The panel also heard from MTA police, who said that there have not been reports of unruly drunks on the trains or injuries caused by commuters driving home after time in the bar cars. Bartenders, both at the carts at Grand Central and on the bar cars themselves, are conscientious about sales. Not only do they proof for age, but will only sell one drink at a time.

All of this apparently impressed the MTA panel studying possible prohibition as their initial recommendation to the full MTA is to leave the sale of alcohol alone.

The MTA earned over $700,000 last year from such sales, double that earned on the Long Island Railroad. Not that Connecticut commuters drink twice as much, but we're the ones blessed with the only bar cars on any commuter railroad in the US.

In the mid-1970s, 20 bar cars were built... ten for New York and ten for Connecticut. The New York cars were later converted to coaches to increase seating capacity. But Connecticut's bar cars live on and are almost “the holy grail” of the railroad.

Nine of the original bar cars are left, but eight new bar cars are on order as part of the M8 purchase. But the older cars are really in sad shape, being held together with gaffer's tape, so they’re undergoing rehabilitation, one at a time. The first rehab’ed bar car should be in service this summer.

So, next time you're on the train, join me in a toast to the MTA, CDOT and America's only commuter-rail bar cars! Cheers!
###
JIM CAMERON has been a Darien resident for 15 years. He is Chairman of the Metro-North Commuter Council, a member of the Coastal Corridor TIA and the Darien RTM, but the opinions expressed here are only his own.

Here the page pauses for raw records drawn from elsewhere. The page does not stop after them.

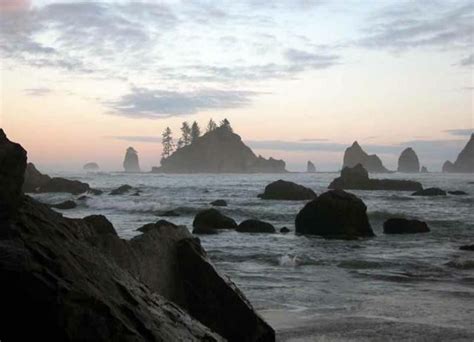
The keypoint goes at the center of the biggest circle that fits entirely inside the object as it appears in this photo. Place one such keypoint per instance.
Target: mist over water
(295, 281)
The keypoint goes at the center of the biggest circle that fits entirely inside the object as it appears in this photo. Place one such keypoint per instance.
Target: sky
(299, 80)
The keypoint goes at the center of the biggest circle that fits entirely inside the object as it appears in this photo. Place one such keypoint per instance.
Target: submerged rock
(356, 155)
(210, 220)
(334, 214)
(408, 161)
(255, 226)
(357, 178)
(404, 226)
(288, 191)
(130, 162)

You can reach him at jim@camcomm.com or www.trainweb.org/ct

1 comment:

AudioGuy said...

"Not only do they proof for age, but will only sell one drink at a time."

This isn't entirely true. Just two days ago, before boarding the 9:07 to Hartford, I bought 2 16-oz cans of beer and a Gin on ice. And They didn't card me. They never do. Mind you, I don't look underage so it's reasonable.

To my surprise there was a barcar on the train, a very nice retrofit. There was paneling resembling bamboo, and there were pictures of tropical rainforest scenes. Although there was no bartender that time of night, it was a refreshing break from the humdrum standard passenger cars. Tons of counter space, room to move around, drinkholders and couch-like seats. I was elated!

You see, It's been over 10 years since I commuted to NYC, and back then the barcar consisted of a standard passenger car with a few seats removed, and a cart and bartender in that space.